Лога - Голубков Михаил Дмитриевич
Шрифт:
Интервал:
Закладка:
— Вечер добрый... А я проходил мимо, смотрю — огонек горит. Зачем, думаю, мне у костра маяться.
— Ну и правильно, что зашел. Устраивайся, — предложил на правах хозяина Игнатий. Ему было просто с охотником, тот Игнатию в сыновья годился. — Удачно полевалось?
— Так себе... Двух рябков сшиб да по глухару смазал, стрелок липовый.

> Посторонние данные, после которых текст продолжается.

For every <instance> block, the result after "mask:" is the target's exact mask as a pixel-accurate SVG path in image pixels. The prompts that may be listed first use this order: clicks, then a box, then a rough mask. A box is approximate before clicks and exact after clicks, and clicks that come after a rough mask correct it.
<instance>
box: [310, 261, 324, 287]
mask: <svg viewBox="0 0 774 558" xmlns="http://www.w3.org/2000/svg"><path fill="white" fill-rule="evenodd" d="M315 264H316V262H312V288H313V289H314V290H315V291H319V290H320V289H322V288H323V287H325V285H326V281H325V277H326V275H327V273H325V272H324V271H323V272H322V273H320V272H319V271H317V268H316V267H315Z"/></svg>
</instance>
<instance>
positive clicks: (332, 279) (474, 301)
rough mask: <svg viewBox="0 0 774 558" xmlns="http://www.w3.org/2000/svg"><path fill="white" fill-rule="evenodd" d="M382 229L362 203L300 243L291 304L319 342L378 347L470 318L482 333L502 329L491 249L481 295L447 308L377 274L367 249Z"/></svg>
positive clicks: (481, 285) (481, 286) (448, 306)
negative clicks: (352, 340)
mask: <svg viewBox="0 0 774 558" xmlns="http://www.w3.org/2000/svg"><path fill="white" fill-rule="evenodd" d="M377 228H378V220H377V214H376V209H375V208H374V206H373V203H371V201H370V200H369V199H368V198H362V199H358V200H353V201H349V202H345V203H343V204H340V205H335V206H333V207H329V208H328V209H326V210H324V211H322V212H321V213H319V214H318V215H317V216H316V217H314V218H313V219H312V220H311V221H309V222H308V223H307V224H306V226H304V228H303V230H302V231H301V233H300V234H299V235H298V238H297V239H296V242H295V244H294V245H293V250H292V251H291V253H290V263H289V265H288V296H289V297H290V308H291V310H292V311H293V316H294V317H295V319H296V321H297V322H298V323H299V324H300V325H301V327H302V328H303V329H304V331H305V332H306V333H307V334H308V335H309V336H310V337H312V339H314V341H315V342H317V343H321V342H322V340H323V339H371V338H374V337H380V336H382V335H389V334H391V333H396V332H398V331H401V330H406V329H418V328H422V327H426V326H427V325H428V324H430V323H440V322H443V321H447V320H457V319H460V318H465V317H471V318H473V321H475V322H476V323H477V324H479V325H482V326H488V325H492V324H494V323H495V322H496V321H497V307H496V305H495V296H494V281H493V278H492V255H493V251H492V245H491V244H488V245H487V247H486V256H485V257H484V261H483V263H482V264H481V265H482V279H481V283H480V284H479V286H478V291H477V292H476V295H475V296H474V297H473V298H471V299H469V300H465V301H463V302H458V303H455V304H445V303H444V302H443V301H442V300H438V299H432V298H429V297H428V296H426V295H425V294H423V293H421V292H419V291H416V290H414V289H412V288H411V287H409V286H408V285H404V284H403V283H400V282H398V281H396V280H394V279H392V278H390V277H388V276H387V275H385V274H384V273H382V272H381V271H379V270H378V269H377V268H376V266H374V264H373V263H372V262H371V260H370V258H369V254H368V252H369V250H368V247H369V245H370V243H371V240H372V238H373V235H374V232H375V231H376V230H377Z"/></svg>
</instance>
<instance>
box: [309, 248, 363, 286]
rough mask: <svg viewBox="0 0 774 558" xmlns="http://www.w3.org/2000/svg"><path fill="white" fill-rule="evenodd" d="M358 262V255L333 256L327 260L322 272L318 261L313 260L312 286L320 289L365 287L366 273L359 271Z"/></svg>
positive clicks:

Глухарь, правда, сзади как-то взлетел... пропустил меня, шельма, неудобно стрелять было, — рассказывал охотник. — К тому же я поздно приехал, часика полтора всего поохотился. Пока договорился в деревне с хозяевами, у которых машину оставил, пока до лесу дотопал... Ничего, завтра наверстаю упущенное, завтра весь день мой, — развешивал он одежду и охотничье снаряжение на гвозди, на ввернутые в стенку крючья от изоляторов. — А вы кто будете? Оператор?
— Нет. Я тоже по охотничьей части. На зимний вот промысел настраиваюсь.
— О-о! Тогда мы с вами найдем общий язык. Сейчас мы это дело... — Охотник схватил рюкзак, давай вынимать из него припасы: масло, колбасу, сыр, банки консервные. Под конец достал плоскую бутылочку коньяку и складные стаканчики. — Присаживайтесь, пожалуйста. Познакомимся.
Не хотелось тревожить уложенные, успокоенные, согревшиеся под пиджаком ноги. Есть тоже не хотелось, совсем недавно поужинал. Но и обижать человека не хотелось. Игнатий с кряхтеньем поднялся, подсел к столу.
Выпили, познакомились. Охотник оказался Лазарем Семеновичем, преподавателем техникума в райцентре. Преподает уже лет пятнадцать, учился в этом же техникуме. Женат. И давненько. Супруга тоже преподаватель. Две «очаровательные девчушки-близняшки» растут. К охоте пристрастился в последние годы — «отдых отличный, снятие напряжения». Для этого и машину купил. На охоту и убивает все свое свободное время. Живой, крутолобый, с гладким, будто отполированным, черепом, с остатками темных курчавых волос на затылке, с острым крючковатым носом, на котором ловко держались массивные роговые очки, он напоминал Игнатию большого черного дятла, долбящего дерево, так часто Лазарь Семенович кивал головой при разговоре.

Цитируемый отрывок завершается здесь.